In another trip in New York, Aquino craved for steak so his group went to a “nice and cozy but not very expensive” place for dinner.
At the steakhouse, Aquino wanted the six agents of the US secret service assigned to him to sit down and join them in the table.
But how could you convince the security to join them? Almendras asked the late president: “Sabi ni PNoy sakin, sabihin mo tayong mga Pilipino, kultura natin na hindi tayo kumakain na yung mga kasama natin hindi nakakain.”
(PNoy told me to say that we Filipinos have a culture that we don’t eat until those with us have eaten.)
The head of the security details went “berserk” saying they could lose their jobs if they sit down with Aquino.
“We’re supposed to be here to protect him…” the security details chief told Almendras.

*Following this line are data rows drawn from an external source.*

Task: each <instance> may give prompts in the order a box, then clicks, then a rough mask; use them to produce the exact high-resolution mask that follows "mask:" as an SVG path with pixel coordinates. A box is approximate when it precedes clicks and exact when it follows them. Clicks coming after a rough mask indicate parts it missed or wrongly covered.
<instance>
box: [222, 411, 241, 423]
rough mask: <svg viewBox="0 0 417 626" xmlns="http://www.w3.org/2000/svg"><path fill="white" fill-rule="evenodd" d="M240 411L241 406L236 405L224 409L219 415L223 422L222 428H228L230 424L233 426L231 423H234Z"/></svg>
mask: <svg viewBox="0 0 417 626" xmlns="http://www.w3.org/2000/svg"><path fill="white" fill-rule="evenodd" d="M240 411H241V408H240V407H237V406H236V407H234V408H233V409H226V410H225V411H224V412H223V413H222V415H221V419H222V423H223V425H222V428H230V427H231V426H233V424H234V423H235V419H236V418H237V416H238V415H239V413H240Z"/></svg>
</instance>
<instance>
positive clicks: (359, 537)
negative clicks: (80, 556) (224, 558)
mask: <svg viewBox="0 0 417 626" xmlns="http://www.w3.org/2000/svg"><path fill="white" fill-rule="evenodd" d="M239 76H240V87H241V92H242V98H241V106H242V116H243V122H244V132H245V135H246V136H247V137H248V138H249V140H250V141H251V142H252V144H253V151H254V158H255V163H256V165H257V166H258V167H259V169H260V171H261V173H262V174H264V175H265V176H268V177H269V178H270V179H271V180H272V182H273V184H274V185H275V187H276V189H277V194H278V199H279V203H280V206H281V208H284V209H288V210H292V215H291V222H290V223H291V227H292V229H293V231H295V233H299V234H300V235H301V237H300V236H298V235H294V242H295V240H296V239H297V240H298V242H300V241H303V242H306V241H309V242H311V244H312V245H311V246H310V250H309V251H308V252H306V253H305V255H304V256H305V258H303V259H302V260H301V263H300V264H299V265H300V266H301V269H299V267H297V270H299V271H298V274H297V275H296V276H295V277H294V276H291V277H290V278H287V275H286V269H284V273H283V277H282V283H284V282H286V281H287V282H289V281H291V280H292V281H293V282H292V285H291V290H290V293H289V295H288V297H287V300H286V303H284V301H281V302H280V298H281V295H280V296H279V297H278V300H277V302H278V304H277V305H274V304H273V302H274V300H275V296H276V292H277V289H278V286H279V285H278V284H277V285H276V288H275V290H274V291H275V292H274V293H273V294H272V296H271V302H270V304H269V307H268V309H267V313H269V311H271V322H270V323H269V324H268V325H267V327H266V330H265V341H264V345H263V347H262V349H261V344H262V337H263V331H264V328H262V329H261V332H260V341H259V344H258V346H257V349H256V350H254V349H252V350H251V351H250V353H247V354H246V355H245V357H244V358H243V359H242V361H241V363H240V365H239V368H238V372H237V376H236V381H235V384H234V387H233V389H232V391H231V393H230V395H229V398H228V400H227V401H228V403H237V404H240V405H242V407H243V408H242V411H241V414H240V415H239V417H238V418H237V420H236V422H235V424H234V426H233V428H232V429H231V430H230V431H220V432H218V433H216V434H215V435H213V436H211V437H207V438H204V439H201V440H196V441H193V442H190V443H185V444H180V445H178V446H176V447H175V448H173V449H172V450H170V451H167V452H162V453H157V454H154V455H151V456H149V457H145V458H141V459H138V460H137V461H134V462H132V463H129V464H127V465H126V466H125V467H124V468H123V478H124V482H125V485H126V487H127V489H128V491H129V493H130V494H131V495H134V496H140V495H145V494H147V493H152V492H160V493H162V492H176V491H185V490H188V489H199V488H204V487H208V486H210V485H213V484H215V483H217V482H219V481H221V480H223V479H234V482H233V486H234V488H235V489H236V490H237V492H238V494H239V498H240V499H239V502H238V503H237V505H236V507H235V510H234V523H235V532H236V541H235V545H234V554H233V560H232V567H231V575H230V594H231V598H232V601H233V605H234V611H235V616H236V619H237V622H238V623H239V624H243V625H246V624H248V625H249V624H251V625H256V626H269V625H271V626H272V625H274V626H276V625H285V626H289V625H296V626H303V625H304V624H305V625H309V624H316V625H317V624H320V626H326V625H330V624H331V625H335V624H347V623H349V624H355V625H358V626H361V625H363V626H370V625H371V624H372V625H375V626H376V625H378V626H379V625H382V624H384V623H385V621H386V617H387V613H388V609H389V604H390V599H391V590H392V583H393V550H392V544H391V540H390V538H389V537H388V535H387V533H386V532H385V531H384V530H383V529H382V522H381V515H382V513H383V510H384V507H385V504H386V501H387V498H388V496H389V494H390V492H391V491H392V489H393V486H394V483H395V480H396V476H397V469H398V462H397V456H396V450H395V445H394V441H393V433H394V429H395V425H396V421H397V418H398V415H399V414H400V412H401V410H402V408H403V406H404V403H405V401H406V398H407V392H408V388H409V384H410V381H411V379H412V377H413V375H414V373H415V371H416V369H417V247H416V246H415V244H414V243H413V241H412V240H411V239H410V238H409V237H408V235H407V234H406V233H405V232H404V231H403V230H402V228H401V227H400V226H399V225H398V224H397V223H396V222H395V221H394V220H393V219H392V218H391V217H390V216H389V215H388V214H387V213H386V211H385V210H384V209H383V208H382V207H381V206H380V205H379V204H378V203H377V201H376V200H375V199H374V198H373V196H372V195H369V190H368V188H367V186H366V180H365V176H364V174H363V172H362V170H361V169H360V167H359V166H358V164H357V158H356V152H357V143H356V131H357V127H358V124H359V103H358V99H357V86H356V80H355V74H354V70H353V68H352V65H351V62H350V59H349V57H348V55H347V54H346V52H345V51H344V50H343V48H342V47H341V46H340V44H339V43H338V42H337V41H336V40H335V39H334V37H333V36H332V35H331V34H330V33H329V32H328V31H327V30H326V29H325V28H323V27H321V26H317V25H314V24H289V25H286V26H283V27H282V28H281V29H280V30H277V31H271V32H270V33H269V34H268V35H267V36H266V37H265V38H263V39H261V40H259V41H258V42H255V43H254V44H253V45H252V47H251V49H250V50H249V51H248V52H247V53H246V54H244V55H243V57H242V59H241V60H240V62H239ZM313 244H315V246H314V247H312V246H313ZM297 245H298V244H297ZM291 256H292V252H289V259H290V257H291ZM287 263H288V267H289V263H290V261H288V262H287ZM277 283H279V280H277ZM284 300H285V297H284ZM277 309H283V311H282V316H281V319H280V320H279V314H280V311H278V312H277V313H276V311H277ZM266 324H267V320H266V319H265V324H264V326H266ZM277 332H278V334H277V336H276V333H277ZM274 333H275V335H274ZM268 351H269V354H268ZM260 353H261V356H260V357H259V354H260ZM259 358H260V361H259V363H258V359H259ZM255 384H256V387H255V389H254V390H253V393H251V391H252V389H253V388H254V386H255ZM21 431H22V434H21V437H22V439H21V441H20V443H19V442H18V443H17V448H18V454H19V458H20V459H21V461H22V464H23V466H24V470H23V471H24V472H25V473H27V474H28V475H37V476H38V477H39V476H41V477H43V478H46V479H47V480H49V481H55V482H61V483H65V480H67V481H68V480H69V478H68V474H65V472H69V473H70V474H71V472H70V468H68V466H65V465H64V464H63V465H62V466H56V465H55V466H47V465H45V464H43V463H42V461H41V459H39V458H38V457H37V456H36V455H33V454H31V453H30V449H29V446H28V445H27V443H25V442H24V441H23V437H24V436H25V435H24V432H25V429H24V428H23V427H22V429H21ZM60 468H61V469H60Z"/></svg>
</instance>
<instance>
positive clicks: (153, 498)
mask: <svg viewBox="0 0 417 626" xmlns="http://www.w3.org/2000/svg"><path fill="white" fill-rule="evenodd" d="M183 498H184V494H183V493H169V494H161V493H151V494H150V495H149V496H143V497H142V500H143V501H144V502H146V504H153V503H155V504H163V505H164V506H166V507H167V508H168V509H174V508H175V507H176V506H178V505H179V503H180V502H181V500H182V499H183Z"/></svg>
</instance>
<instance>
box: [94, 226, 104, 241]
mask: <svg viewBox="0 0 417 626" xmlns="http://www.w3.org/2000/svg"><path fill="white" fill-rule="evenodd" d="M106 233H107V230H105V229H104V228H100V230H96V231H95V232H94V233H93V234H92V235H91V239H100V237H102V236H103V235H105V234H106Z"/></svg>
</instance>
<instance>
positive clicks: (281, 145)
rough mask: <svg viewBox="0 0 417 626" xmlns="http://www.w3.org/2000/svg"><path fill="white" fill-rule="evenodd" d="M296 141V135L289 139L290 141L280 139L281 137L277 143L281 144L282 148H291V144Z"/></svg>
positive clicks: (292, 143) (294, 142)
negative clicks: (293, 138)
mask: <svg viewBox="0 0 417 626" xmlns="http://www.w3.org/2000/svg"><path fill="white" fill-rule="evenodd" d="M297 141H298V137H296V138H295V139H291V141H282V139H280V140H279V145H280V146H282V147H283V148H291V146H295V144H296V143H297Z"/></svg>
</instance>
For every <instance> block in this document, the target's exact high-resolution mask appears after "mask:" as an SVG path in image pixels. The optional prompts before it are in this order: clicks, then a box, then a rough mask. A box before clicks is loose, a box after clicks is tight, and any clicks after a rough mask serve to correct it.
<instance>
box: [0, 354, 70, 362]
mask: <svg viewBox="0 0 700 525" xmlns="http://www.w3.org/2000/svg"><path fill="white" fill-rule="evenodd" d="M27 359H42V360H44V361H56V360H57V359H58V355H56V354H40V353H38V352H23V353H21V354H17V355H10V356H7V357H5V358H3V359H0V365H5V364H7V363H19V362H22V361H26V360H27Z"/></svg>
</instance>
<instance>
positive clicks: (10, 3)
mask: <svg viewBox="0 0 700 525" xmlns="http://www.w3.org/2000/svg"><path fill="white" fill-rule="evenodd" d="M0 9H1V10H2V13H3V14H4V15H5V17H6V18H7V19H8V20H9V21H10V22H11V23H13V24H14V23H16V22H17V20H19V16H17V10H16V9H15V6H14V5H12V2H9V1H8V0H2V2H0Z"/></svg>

It took a phone call to a senior ranking member of the secret service in Washington D.C. before the security were finally allowed to take turns in joining the late president over dinner.
Aquino would not also leave a hotel without thanking its staff, according to the former energy chief.
“So this was him,” Almendras said of Aquino. “He just wanted to be with people and talk to them. That’s the way he is…he’s so very grateful to the people that served him. That’s why he talks to the butler, he talks to the maids.”
Aquino, the 15th president of the Philippines, died in the early morning of June 24, due to renal disease secondary to diabetes.
He was laid to rest on June 26, at the Manila Memorial Park next to his parents, democracy icons Senator Benigno “Ninoy” Aquino Jr. and former President Corazon Aquino.